Some far-right conservatives have said they would never vote for a CR, and many at least want concessions before supporting a stopgap.
Reps. Marjorie Taylor Greene (R-Ga.) and Chip Roy (R-Texas), the latter a member of the Rules Committee that will consider the bill Monday, have already come out against the funding bill.
Roy said on X, formerly known as Twitter, “My opposition to the clean CR just announced by the Speaker to the @HouseGOP cannot be overstated. Funding Pelosi level spending & policies for 75 days — for future ‘promises.'”
Farm bill, flood insurance
Johnson’s CR would extend farm bill programs through Sept. 30, 2024, and the National Flood Insurance Program until Feb. 2.
The farm bill extension covers the wide swath of programs at the Department of Agriculture including a handful of so-called orphan programs that wouldn’t have been funded without specific language to save them.
The orphans include some small conservation programs that aren’t part of the farm bill’s budget baseline, an issue that arises whenever the five-year legislation is updated.
To pay for keeping the orphan programs going, the extension would tap $177 million from the biorefinery assistance program, which provides loan guarantees for advanced biofuel facilities.
Once an extension passes, the USDA will be able to process new applications for the Conservation Reserve Program, which were suspended when the 2018 farm bill expired at the beginning of October, among other disruptions that would be resolved.
Even if the current stopgap is not the one that becomes law, lawmakers are likely to extend farm bill programs well into next year because of agreement from the bipartisan leaders of the House and Senate Agriculture committees.
“This extension is in no way a substitute for passing a 5-year Farm Bill and we remain committed to working together to get it done next year,” they wrote in a statement.
The leaders’ statement offers hope that a deal will emerge, said Mike Lavender, policy director for the National Sustainable Agriculture Coalition.
“I think this gives them breathing room to get something done early next year,” said Lavender.
Still, not everyone is happy with the farm bill extension. Rep. Warren Davidson (R-Ohio) cited it as a reason to reject the new speaker’s CR.
“The current short-term funding proposal includes a 1-year extension of the Farm Bill (no reform), status quo policies, and status quo funding levels. Disappointing is as polite as I can muster. I will be voting NO. Hopefully, the consensus will result in a more reasonable bill,” Davidson wrote on X.
Other bills on the floor
Aside from the stopgap, the House is planning to debate the fiscal 2024 Labor-Health and Human Services bill, which would cut the Mine Safety and Health Administration from almost $390 million to $325 million. The bill would also scrap an HHS climate program.

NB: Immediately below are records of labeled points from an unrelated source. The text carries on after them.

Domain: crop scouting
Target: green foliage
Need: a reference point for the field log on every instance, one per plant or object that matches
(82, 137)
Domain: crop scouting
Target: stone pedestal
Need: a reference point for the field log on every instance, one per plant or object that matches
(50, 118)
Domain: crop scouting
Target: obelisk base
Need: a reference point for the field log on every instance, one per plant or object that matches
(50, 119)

Also on the floor this week will be the Commerce-Justice-Science bill, which would target climate initiatives and slash NOAA by almost $1 billion.

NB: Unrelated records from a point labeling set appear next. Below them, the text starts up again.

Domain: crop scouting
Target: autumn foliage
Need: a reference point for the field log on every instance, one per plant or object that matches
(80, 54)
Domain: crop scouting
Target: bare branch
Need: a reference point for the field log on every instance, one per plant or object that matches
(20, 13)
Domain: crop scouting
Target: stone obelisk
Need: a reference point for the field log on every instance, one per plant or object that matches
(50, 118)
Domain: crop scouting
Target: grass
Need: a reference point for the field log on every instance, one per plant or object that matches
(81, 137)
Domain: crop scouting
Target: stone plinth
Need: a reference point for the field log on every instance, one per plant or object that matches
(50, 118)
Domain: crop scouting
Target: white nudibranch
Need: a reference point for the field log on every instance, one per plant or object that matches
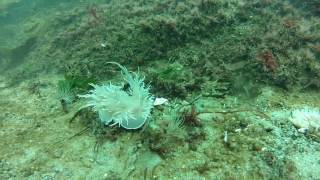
(129, 109)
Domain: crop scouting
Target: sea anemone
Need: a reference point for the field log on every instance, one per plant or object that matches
(306, 119)
(129, 109)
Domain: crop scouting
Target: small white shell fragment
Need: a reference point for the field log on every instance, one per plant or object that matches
(160, 101)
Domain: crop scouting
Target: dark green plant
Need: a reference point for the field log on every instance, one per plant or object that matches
(65, 94)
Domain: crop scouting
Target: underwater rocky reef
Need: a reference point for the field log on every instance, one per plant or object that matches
(238, 82)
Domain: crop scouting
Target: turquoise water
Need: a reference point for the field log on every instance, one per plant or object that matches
(153, 89)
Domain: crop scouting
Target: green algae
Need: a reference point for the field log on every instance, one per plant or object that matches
(245, 62)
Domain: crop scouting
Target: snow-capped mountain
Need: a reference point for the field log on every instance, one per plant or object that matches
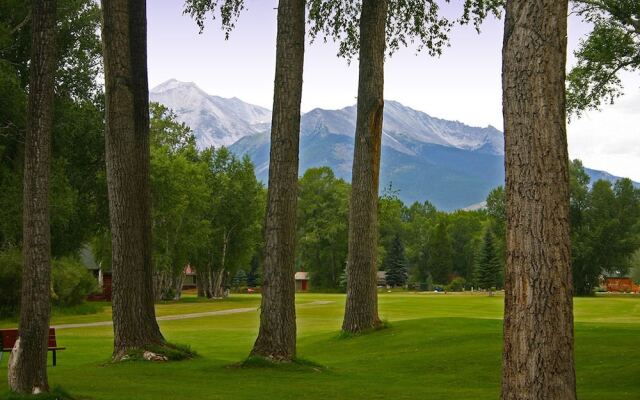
(451, 164)
(216, 121)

House Majority Leader Steve Scalise’s (R-La.) calendar for the week includes consideration of the Transportation-Housing and Urban Development bill.
Leaders pulled that and the Financial Services-General Government Bill last week because they lacked the votes to pass. It’s unclear whether leaders have resolved concerns about T-HUD’s deep cuts to Amtrak.
“I’m starting to ask myself if they really are a party or just a set of factions,” Democratic appropriator Marcy Kaptur of Ohio said last week of the Republicans’ struggles with fiscal 2024 bills.
“This is very damaging to the republic, and those responsible should not be paid. … This has gone on for so long, and it disrupts the country, and it disrupts every department of the federal government,” she added.
Schedule: The Rules hearing on the CR and the Labor-Health and Human Services bill is Monday, Nov. 13, at 4 p.m. in H-313 Capitol and via webcast.
Schedule: The Rules hearing on the Commerce-Justice-Science bill is Tuesday, Nov. 14, at 2 p.m. in H-313 Capitol and via webcast.
Reporters Kelsey Brugger, Andres Picon and Nidhi Prakash contributed.